The key highlights of this latest bill includes-

  1. Provision to strengthen the regulatory framework of corporate service providers (CSP)
  2. Measures to bring about strict regulations for filing agents and other qualified individuals, who carry out tax filing or other business transactions, on behalf of their clients, with the respective registries
  3. Provision of uptight parameters for a person to register and renew his registration as a filing agent or a qualified individual
  4. The authority is given to the respective registries to reject or disqualify an applicant, if he/she has a background of fraud, dishonesty, undischarged bankruptcy, or conviction.
  5. Additional requirement for the CSPs of completing certain prescribed courses and training
  6. Implementation of severe penalties for breach of terms and conditions by the CSPs
  7. Besides the above given highlights of the proposed amendments, there are a few more amendments to the already existing regulatory framework.

Amendments for Foreign Companies –

  1. Foreign companies can appoint only one authorized incorporating services provider instead of the previous requirement of at least two. Reduction in the registration requirements, are brought about to reduce the regulatory burden on them.
  2. A foreign company should file the financial statements only in the format that is approved by the registrar in Singapore.
  3. There will be three new parameters for liquidation of foreign companies:
    1. In case the sole authorized representative gives a notice of resignation to the foreign company and notifies the same to the registrar, but the foreign company fails to respond or appoint another authorized representative within a period of twelve months.
    2. In case when an authorized representative, receives no instructions from the foreign company, within twelve months of request made by him to determine, if the foreign company still intends to continue its registration in Singapore.
    3. Where the foreign company fails to appoint a replacement authorized representative, for more than six months after the death of the current sole authorized representative.

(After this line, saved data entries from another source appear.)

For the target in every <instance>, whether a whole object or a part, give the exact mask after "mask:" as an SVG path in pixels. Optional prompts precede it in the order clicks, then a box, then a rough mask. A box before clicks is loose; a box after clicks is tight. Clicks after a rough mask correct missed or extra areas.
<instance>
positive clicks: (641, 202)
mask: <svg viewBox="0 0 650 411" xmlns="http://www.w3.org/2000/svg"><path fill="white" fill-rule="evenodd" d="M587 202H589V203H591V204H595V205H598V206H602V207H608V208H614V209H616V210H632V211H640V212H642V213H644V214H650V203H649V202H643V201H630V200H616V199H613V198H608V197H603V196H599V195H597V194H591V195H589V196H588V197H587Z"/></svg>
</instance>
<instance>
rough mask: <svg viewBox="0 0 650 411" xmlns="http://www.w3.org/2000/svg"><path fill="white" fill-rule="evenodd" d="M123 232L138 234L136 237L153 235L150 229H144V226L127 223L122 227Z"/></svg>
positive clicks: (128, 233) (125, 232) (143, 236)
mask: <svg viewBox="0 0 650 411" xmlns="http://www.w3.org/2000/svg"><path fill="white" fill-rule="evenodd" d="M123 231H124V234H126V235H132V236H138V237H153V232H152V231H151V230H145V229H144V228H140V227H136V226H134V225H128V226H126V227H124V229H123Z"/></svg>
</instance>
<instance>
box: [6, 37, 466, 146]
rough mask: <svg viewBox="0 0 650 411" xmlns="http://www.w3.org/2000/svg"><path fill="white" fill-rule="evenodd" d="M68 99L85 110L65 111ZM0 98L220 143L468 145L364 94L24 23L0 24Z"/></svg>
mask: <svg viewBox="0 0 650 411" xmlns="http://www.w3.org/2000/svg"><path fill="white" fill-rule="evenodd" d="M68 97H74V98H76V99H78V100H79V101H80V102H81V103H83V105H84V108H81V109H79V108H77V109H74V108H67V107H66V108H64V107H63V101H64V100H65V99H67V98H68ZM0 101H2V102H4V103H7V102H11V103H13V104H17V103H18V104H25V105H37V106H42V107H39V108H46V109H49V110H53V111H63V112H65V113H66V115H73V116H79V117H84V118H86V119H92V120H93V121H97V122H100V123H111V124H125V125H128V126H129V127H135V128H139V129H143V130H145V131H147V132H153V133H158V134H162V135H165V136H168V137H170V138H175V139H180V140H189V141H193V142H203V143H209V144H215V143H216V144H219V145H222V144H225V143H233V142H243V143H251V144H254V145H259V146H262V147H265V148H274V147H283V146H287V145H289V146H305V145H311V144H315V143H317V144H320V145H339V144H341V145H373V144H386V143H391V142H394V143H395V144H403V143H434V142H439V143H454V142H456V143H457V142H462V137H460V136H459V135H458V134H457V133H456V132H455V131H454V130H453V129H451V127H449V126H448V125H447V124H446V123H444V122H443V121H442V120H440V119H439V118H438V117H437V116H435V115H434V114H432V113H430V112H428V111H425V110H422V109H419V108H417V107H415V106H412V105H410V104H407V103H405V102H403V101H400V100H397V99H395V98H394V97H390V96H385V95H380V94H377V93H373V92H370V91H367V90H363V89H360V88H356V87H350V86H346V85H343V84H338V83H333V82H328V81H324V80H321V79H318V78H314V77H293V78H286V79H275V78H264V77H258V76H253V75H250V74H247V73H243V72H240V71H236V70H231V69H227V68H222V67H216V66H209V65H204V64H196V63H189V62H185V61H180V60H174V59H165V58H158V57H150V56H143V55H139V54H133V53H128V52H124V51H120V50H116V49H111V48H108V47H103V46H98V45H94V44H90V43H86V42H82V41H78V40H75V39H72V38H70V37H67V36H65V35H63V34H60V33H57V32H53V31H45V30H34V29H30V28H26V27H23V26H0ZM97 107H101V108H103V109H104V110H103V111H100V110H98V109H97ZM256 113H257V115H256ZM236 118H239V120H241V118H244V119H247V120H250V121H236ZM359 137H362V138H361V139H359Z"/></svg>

Other Key Amendments of the Companies Act

  1. If a person holds 20 percent or more of a company’s shares, then that person is allowed to have an interest in the shares held by the corporate body including all its associates.
  2. The Registrar will have an increased say in rectifying the errors in the register.
  3. The financial statements that are laid before the annual general meeting or those that are sent to the members should also be retained for a minimum of five years.
  4. The circumstances under which registrar can determine that a company could be struck-off are enhanced. It may do so when
    1. The company fails to file the financial statements for the prescribed period
    2. The company fails to respond to correspondence beyond a specified period of time
    3. Report from credible third-party agencies, that the company is not carrying out business
    4. There is no director for the company and the registrar is unable to trace them
  5. A person, who has served as a director of more than three defunct / struck off companies, will be disqualified from acting as the director.
  6. If a director or company secretary fails to file or lodge documents, the Registrar will have the rights to debar him from taking up such responsibilities in the future. The debarred person can continue with his existing assignments, but cannot take up new assignments, until the charges on him are lifted.

The changes in the regulatory regime would help to bring about a positive change in the way the CSPs carry out their business, and further help to reduce the burden of registration on the companies that are looking forward to incorporate a company in Singapore.